I have been using C++11's forward_list
as a container for fast insertions, without much memory overhead, since it is a singly linked list.
After realizing that forward_list
does not have a size()
method, I'm a bit confused about the reasoning behind that. Couldn't it just maintain a private field keeping track of nodes inserted and removed, hence, implementing an O(1) size() operation?
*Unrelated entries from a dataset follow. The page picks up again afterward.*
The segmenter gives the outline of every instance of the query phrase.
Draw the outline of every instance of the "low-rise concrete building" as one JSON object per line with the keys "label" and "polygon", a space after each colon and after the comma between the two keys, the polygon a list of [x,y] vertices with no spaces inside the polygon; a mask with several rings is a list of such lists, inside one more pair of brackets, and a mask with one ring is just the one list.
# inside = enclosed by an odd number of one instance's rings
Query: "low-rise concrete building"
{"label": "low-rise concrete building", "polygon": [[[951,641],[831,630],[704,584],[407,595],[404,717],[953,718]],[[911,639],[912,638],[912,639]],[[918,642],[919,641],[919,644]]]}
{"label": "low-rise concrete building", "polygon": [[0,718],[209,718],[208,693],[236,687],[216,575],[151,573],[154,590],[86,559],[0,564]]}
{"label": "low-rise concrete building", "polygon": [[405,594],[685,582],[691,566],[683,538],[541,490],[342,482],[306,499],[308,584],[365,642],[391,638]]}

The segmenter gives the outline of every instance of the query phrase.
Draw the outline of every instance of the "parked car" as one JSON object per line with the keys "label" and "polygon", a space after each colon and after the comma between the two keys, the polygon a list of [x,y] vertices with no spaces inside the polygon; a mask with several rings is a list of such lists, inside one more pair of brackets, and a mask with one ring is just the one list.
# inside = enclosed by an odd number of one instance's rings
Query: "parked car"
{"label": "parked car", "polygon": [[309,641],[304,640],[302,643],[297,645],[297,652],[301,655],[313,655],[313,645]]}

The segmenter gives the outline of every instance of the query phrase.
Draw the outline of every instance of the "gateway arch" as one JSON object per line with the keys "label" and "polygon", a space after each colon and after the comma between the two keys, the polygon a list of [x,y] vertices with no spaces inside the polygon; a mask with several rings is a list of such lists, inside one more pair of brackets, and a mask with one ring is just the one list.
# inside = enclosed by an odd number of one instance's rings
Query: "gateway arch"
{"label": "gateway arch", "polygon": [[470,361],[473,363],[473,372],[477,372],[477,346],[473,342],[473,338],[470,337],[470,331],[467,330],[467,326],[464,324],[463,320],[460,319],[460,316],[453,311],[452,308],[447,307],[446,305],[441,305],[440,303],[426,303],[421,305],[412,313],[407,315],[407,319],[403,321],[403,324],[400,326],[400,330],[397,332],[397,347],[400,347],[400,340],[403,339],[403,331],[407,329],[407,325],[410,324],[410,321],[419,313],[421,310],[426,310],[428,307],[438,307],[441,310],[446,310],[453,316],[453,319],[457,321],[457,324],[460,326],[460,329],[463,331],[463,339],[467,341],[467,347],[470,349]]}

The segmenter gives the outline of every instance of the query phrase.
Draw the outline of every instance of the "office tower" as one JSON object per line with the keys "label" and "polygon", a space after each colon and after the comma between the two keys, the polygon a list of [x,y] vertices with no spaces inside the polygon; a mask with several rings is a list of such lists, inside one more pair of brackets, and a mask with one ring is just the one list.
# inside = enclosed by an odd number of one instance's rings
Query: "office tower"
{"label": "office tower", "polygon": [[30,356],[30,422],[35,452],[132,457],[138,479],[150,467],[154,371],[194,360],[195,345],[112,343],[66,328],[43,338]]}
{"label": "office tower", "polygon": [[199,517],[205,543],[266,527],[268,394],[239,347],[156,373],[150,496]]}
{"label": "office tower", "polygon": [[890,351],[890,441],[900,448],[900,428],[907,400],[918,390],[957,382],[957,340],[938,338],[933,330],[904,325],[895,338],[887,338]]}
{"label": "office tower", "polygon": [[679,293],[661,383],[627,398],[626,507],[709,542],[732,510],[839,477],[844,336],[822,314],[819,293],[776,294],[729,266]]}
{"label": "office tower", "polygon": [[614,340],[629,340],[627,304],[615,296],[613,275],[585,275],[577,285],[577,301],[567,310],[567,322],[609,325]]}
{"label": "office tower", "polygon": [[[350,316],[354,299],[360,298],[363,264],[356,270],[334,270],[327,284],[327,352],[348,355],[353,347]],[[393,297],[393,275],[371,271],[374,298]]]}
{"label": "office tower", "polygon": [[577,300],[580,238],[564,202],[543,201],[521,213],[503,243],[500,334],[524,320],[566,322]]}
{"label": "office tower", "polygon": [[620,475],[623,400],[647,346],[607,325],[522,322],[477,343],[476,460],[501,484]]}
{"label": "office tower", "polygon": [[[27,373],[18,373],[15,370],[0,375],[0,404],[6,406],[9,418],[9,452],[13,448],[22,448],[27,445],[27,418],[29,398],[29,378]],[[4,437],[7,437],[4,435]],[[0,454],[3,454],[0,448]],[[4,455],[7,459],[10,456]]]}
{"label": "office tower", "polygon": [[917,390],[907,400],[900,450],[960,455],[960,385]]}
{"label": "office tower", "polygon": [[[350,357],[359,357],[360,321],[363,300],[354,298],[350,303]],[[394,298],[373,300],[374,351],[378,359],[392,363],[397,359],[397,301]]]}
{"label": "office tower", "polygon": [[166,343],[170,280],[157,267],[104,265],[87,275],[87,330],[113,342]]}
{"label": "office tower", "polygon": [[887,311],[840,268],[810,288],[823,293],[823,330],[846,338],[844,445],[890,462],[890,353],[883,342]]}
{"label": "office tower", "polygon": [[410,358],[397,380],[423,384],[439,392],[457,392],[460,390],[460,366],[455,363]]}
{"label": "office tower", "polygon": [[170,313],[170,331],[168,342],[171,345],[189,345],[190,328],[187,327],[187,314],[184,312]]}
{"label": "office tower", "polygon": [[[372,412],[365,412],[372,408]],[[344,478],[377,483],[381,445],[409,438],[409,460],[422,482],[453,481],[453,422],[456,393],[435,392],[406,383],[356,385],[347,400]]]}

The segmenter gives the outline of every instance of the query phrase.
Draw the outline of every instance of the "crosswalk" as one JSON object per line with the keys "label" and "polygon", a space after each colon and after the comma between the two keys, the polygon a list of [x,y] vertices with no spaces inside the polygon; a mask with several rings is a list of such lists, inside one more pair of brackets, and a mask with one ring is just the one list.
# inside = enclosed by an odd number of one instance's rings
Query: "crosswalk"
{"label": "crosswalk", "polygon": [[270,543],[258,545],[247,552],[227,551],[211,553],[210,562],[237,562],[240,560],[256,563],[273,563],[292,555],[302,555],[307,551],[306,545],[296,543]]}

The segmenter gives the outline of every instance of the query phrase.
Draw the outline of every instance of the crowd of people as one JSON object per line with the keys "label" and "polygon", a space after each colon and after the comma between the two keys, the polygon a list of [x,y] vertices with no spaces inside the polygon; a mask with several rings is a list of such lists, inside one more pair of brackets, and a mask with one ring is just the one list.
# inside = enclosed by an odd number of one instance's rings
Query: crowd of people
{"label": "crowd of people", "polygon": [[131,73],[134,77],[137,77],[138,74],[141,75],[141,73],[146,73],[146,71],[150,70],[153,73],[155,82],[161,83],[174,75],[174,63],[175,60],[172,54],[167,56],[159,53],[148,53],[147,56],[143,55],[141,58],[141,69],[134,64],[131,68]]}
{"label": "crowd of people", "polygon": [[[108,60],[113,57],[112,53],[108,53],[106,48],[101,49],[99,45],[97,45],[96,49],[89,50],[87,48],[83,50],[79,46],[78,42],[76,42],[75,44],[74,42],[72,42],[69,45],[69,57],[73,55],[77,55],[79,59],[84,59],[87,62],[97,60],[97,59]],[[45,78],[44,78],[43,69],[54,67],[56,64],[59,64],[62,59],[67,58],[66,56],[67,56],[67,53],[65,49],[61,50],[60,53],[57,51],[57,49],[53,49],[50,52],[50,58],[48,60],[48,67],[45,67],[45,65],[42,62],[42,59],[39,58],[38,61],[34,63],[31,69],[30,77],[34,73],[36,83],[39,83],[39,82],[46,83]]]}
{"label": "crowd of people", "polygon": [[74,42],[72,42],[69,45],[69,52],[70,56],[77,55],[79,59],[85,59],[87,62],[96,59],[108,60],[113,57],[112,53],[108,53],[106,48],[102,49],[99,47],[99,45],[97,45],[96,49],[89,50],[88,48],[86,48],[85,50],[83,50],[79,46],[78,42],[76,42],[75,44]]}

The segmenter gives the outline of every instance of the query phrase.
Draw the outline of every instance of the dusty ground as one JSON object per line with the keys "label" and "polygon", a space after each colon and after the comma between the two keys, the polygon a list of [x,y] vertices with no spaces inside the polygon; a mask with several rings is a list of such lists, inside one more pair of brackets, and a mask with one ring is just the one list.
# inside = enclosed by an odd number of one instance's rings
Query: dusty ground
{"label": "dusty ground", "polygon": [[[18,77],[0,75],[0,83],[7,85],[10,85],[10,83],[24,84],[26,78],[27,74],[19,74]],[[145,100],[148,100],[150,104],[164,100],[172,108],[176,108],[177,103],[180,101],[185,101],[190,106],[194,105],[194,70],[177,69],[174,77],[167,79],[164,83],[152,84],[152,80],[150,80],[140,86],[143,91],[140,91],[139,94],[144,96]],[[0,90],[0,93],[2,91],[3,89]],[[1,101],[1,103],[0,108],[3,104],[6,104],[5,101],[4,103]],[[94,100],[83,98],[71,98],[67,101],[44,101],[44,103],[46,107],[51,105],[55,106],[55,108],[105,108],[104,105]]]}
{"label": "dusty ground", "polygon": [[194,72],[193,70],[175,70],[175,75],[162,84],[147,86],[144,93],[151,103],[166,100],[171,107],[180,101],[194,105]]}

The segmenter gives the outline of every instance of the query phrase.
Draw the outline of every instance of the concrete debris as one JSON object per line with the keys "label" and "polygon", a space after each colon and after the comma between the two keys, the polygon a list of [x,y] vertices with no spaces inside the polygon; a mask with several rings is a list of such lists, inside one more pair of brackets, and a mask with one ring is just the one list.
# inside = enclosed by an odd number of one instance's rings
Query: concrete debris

N2543 is the proposal, and it has a detailed discussion about size()
.
The choice between Option 3 [not providing
size()
] and Option 2 [providing a O(1)size()
] is more a matter of judgment. I have chosen Option 3 for the same reason that I chose insert-after instead of insert-before: Option 3 is more consistent with the goal of zero overhead compared to a hand-written C-style linked list. Maintaining a count doubles the size of aforward_list
object (one word for the list head and one for the count), and it slows down every operation that changes the number of nodes. In most cases this isn't a change in asymptotic complexity (the one change in asymptotic complexity is in one of the forms ofsplice
), but it is nonzero overhead. It's a cost that all users would have to pay for, whether they need this feature or not, and, for users who care about maintaining a count, it's just as easy to maintain it outside the list, by incrementing the count with every insert and decrementing it with every erase, as it is to maintain the count within the list.